Adams Bruce, Rustic Cubism: Anne Dangar and the Art Colony at Moly-Sabata, Chicago, University of Chicago Press, 2004→
Anne Dangar, céramiste : le cubisme au quotidien, cat. exh., Musée de Valence art et archéologie, Valence (26 June 2016 – 26 February 2017), Paris, Lien Art ; Valence, Musée de Valence art et archéologie, 2016→
Butcher David, Anne Dangar, céramiste, Paris, Lienart, 2016
Anne Dangar at Moly-Sabata: Tradition and Innovation, National Gallery of Australia, Canberra, 13 July – 28 October 2001→
Anne Dangar, céramiste. Le cubisme au quotidien, Musée de Valence art et archéologie, Valence, 26 June 2016 – 26 February 2017
Australian/French potter, painter, teacher.

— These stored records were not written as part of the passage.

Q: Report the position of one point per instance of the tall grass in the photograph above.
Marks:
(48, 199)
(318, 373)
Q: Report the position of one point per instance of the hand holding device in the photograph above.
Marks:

After her academic art training in 1914-20 at Julian Ashton’s Sydney Art School in Sydney, where she also taught between 1920 and 1925, Anne Dangar travelled to France in early 1926 with her close friend, the painter Grace Crowley. In Paris the women commenced private lessons with Beaux-Arts painter Louis Roger, and Dangar also took pottery classes with Henri Bernier in Viroflay, before discovering the work of Cubist painter and critic André Lhote. With Crowley and another Australian, Dorrit Black, Dangar attended the Académie Lhote in Montparnasse in 1927-28 and joined Lhote’s 1928 summer school in landscape painting at Mirmande, la Drôme. Like her companions, she fully adopted Lhote’s analysis of form, firmly delineating the pictorial elements within the flattened space of her compositions. Back in Sydney in 1929, Dangar launched a small independent school in her studio at 12 Bridge Street, where her Lhote-based lessons were exemplified in her Untitled still life of that year. But upon reading La peinture et ses lois, a treatise published in 1924 by the Cubist painter Albert Gleizes, she felt challenged by his ideas and asked Crowley and Black to seek more information. They made contact with Gleizes in Paris and had lessons with him, prompting a quick decision by Dangar to return to France to work under him. In early 1930 Dangar joined the artists’ colony of Moly-Sabata, which Gleizes had founded in 1927 in a historical building alongside the Rhône River in Sablons, Isère. Moly-Sabata was an ideological experiment by Gleizes. He wanted city-trained artists to rediscover la terre and work self-sufficiently towards a cultural renewal based on the revitalisation of agrarian and artisanal practices. After helping the first Moly-Sabatan, Robert Pouyaud, on the production of pochoirs based on Gleizes’ Cubist compositions, Dangar set about learning the traditional skills of local village pottery, firstly at the Poterie Clovis Nicolas, in St Désirat, Ardèche, in 1930-31, and from 1932 under Jean-Marie Paquaud at the Poterie Bert, Roussillon, Isère. She also became an active art and craft teacher to the local village children.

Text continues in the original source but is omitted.